Denis Dzidic BIRN BiH Sarajevo

Journalists from Bosnia and Herzegovina have expressed outrage at the new Regulations on access to information within the Bosnian State Court, through which the media can only get ten minutes of footage of audio or video material from trials.

Branka Kusmuk, a journalist of the Radio and Television station of Republika Srpska, believes the new rules tremendously restrict the electronic media when it comes to reports from trials. "I was really surprised by this decision. I cannot imagine what could be the reason for these restrictions and making changes in something that has functioned for years," said Kusmuk.

Kusmuk added that thanks to the audio and video material it was possible to check what happened in the courtroom. "Let the Court now assume responsibility for any errors in the reports of journalists from the trial," she explains.

Irena Antic, from the Federation of Bosnia and Herzegovina radio station, agrees with this stance and claims that the regulation "is not welcome."

"This greatly complicates our jobs in making radio shows and it makes it difficult to work in all electronic media. The decision will make it impossible to hear an authentic witness remembering certain crimes," Antic said.

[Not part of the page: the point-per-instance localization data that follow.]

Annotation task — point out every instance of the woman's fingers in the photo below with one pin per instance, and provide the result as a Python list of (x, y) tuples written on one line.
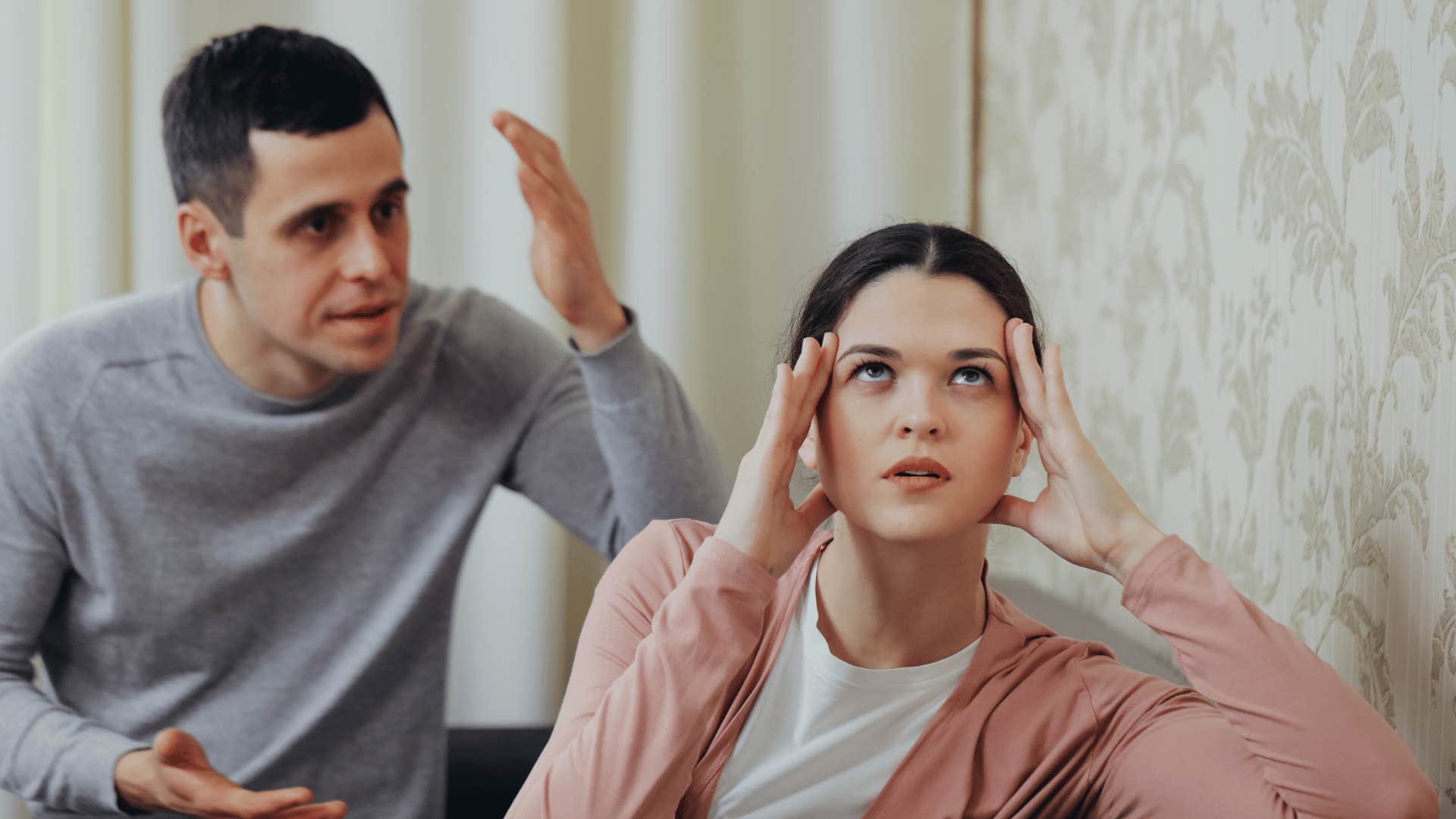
[(817, 381), (538, 150), (1011, 510), (816, 507)]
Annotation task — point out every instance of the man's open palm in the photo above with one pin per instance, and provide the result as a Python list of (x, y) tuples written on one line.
[(175, 776)]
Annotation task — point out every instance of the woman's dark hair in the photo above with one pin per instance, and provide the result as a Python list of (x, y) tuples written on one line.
[(934, 249), (267, 79)]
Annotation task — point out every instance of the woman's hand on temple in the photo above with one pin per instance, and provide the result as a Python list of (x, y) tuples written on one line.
[(1084, 513), (761, 519)]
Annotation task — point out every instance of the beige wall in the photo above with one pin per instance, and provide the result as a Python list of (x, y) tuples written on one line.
[(1235, 219)]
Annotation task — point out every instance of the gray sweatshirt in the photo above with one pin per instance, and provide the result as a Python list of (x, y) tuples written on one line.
[(277, 577)]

The Bosnian State Court has adopted a "Regulation on the implementation of access to information under the control of the court and co-operation with the community," according to which the media can only get ten minutes of footage in audio or video form from a trial.

Nenad Trbic, editor of Alternative TV from Banja Luka, explains that the testimonies of victims and witnesses will not be heard through media, considering that nothing happens in the first ten minutes in the courtroom, other than procedural issues.

"I think it’s a scandalous decision, which specifically refers to television or electronic media. This is simply discrimination of the electronic media which cannot function without statements and footage. The point is that viewers, or the public, which want to know what happened in the courtroom through us, will not be able to do," said Trbic.

Radan Skipina, a journalist of the Radio and Television Station of Republika Srpska, also believes that the public will be deprived due to the inability to obtain audio and video material from the courtrooms. "Until now we could use witness statements, our listeners could hear what they say or what lawyers say," said Skipina.

Sergej Abramov, Novi List journalist, explains that in Croatia cameras can record trials before the courts when they are given special permission by the court president.

"The trial of Ivo Sanader on the first day went live on all major TV stations in Croatia. TV cameras enter first, if they obtain a permit and can stay until the end of the hearing. In some cases, the court gives their videos to media, if there is great public interest," said Abramov.

Benjamin Butkovic, editor within BHTV believes that "any attempt to deny freedom of journalistic expression, is a step towards the introduction of censorship."

The decision of the Court, he said, can be regarded as pressure on journalists. "The court has the ability to close a public hearing if it determines they need to protect elements of the judicial process and I think this is a sufficient mechanism," said Butkovic.

According to Zeljko Tica, editor of the Federal Television, this move by the Court is unacceptable.

"I think it is absolutely unacceptable that the Court has adopted these regulations regarding the issuance of audio and video materials. We cannot interpret it any differently than the Court standing on the side of accused persons, "said Yew.

According to the new regulations of the Court, the creation of specialised programs on radio and television is impossible. The only possibility is, as stated in the Regulations, that the Court "develops concept and content," and realises it in co-operation with the Public Broadcasting Service.

"The court takes on editorial policy. The Court seems to want to deal with journalism, "said Tica.

According to Mirela Hukovic-Hodzic, a journalist of BH Radio 1, the new rules of the Court are a bad move that threatens the public's right to know.

"Censorship in every sense is bad," she said, and reflected on the practice of The Hague Tribunal, according to which all have "adequate access to information."